Resting his elbows on the conference room’s table, Zander Cole struggled to understand his commander’s briefing. It wasn’t as if he was completely deaf anymore. When he was a kid, he and his friends would while away the summer at the local swimming pool. Sometimes they’d entertain themselves by yelling to one another underwater and trying to decipher the messages, to little success and a great deal of laughter. His current predicament was like that—without the amusement.
But over the past few months, he’d gotten better at reading lips. As long as he was looking directly at the speaker and concentrating hard, he could catch most of what was said.
It was a vast improvement over the total deafness he’d been left with after the Pack’s Sorcerer had created an explosion of lightning that had literally rocked the earth. Progress, yes—but a long way from being healed.
Because his brain injury had left him to contend with so much more than just his hearing being shot to hell.
Despair swelled in his chest, and he fought it down yet again. The blinding headaches were as bad as they’d been in the beginning. Maybe worse. Every day, the feelings of helplessness, uselessness, got harder to take. He feared he was no longer an asset to his team, but a burden. A waste of space.
Sort of hard to swallow, considering Zan was the Pack’s Healer. His Psy gift allowed him to heal everyone except himself, and even that was in jeopardy of failing him altogether.
For years, his Pack brothers and their mission of battling the world’s most dangerous paranormal predators had been his whole life, and now his future wasn’t looking too bright. His days on the team appeared to be numbered, and rejoining the “normal” human world wasn’t an option.
Where that left him was a very, very frightening place in his head.
Shaking himself from his misery, he forced himself to focus again on what Nick was telling them.
“. . . capture one of them alive if we can. Find out why there’s so goddamned many of them lately.” Pausing, he consulted some notes in his hand. “Our latest report cites a rogue problem on a ranch in Texas.”
“Texas?” Zan mused out loud. He glanced around and saw the same curiosity reflected in his brothers’ faces before returning his attention to Nick.
“Not their usual stomping ground, for sure.
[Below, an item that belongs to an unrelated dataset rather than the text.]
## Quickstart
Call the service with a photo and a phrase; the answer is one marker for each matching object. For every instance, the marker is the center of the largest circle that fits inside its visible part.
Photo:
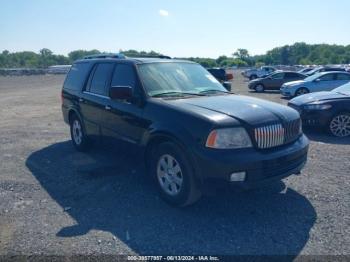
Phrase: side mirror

They normally keep to big cities, where it’s easier to blend in and feed and where one more dead homeless person will hardly be noted. But for whatever reason, it seems we have a group targeting a ranch in East Texas. The owners were shocked last week when a couple of hands found two cows with their throats slashed and only a minimal amount of blood around their bodies when the ground should’ve been soaked.”
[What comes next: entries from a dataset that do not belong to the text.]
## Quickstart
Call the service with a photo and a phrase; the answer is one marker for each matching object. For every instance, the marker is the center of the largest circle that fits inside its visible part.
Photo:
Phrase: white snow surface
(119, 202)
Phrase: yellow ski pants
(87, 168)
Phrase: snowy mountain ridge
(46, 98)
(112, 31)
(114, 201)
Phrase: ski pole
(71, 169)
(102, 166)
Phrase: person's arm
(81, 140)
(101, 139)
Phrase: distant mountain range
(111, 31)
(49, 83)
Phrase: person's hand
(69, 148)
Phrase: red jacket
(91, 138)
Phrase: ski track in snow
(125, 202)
There was a murmur around the room as Nick went on. “We know vampires will drink from large animals if they’re desperate for food. What’s unusual is that the animals were killed during the daytime.”
A loud exclamation came from Zan’s right, and he needed no clarification to interpret it as a curse. Glancing over, he saw Aric Savage lean forward in his chair and rest his elbows on the conference table. The redhead looked pissed as he pushed his long hair from his face.
“The bastards are walking during the day now? How the hell are they managing that?”
Nick shook his head. “No idea, which is another reason we need one of them alive.”
“I doubt this reached your desk because of a couple of dead cows,” Zan said, working to enunciate clearly. He hated how his voice must sound to everyone, strange and flat, and tried hard to ignore the gazes that swung in his direction. “There must be more.”
“You’re right. It wasn’t the cows that got our friends in Washington moving—it was the dead cowboy who was found this morning, throat slashed and body drained. He went out early to check the cattle, and his horse came back alone. Our contacts were already aware of the slaughtered cattle, so when this news came over the wire, Grant called me while the government sent in a couple of suits to keep local law enforcement at bay.”
General Jarrod Grant was an old friend of Nick’s and one of the only allies in Washington whom the Pack trusted. If Grant was involved, the rogue situation was serious.